Google's AlphaGo team has been working on chess

Discussion of chess software programming and technical issues.

Moderators: hgm, Rebel, chrisw

jdart
Posts: 4366
Joined: Fri Mar 10, 2006 5:23 am
Location: http://www.arasanchess.org

Re: Google's AlphaGo team has been working on chess

Post by jdart »

Stockfish does such heavy pruning that it is throwing away most of the nodes in its search trees. But the ones it does search, it searches very deeply. I see a lot of high-level computer games won by tactics or by endgame play that requires deep search. Shannon Type II (selective search) has never worked well in any of the past 5-6 decades. But maybe this effort is showing that eval is more important than has been thought, and search less important.

--Jon
Henk
Posts: 7216
Joined: Mon May 27, 2013 10:31 am

Re: Google's AlphaGo team has been working on chess

Post by Henk »

What I understand is that the neural network predicts the winning probabilities for each valid move in a position.

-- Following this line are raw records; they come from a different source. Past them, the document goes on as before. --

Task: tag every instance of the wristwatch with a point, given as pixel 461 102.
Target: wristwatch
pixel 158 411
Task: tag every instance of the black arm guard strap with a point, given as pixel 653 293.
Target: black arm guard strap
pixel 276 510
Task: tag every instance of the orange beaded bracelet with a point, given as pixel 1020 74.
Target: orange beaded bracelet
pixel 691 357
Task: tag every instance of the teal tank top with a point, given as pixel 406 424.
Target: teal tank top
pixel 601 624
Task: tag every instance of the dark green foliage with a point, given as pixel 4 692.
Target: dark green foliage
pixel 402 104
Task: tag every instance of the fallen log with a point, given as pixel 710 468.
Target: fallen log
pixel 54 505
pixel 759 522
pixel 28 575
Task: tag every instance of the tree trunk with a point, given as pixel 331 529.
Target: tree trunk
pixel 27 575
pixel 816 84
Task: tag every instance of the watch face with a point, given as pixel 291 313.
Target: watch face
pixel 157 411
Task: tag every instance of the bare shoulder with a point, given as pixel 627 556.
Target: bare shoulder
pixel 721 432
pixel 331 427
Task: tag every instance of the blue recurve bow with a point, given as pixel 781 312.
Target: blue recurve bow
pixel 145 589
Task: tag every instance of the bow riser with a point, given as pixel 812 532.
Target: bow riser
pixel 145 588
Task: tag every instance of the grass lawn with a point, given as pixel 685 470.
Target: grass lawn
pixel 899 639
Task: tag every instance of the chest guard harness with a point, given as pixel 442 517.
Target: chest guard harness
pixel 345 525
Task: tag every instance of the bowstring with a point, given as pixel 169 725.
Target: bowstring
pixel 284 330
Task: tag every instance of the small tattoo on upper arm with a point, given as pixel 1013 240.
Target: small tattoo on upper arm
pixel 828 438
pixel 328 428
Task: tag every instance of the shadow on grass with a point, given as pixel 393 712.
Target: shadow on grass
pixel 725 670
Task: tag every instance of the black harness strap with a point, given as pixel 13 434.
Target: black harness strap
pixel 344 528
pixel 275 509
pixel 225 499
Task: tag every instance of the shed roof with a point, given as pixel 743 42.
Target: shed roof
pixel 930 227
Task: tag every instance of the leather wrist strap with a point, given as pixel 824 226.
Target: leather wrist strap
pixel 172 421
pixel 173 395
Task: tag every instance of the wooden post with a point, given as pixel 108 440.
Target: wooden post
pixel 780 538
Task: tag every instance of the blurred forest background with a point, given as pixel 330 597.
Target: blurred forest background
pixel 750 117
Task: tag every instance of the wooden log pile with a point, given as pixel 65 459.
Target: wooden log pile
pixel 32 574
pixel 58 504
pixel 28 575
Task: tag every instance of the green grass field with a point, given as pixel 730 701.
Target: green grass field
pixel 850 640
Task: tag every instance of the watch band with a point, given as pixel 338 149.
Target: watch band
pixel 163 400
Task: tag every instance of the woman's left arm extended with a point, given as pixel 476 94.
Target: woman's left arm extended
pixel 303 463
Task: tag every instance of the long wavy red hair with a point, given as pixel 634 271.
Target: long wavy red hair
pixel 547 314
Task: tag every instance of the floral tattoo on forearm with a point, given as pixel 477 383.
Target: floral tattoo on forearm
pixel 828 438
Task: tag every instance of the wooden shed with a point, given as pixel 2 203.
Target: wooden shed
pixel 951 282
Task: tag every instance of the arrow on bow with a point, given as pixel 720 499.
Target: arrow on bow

Don't understand that these predictions will be good if it doesn't do a search but only simulation.

So how is it possible that monte carlo simulation is better than an alpha beta search.
clumma
Posts: 186
Joined: Fri Oct 10, 2014 10:05 pm
Location: Berkeley, CA

Re: Google's AlphaGo team has been working on chess

Post by clumma »

Henk wrote:What I understand is that the neural network predicts the winning probabilities for each valid move in a position.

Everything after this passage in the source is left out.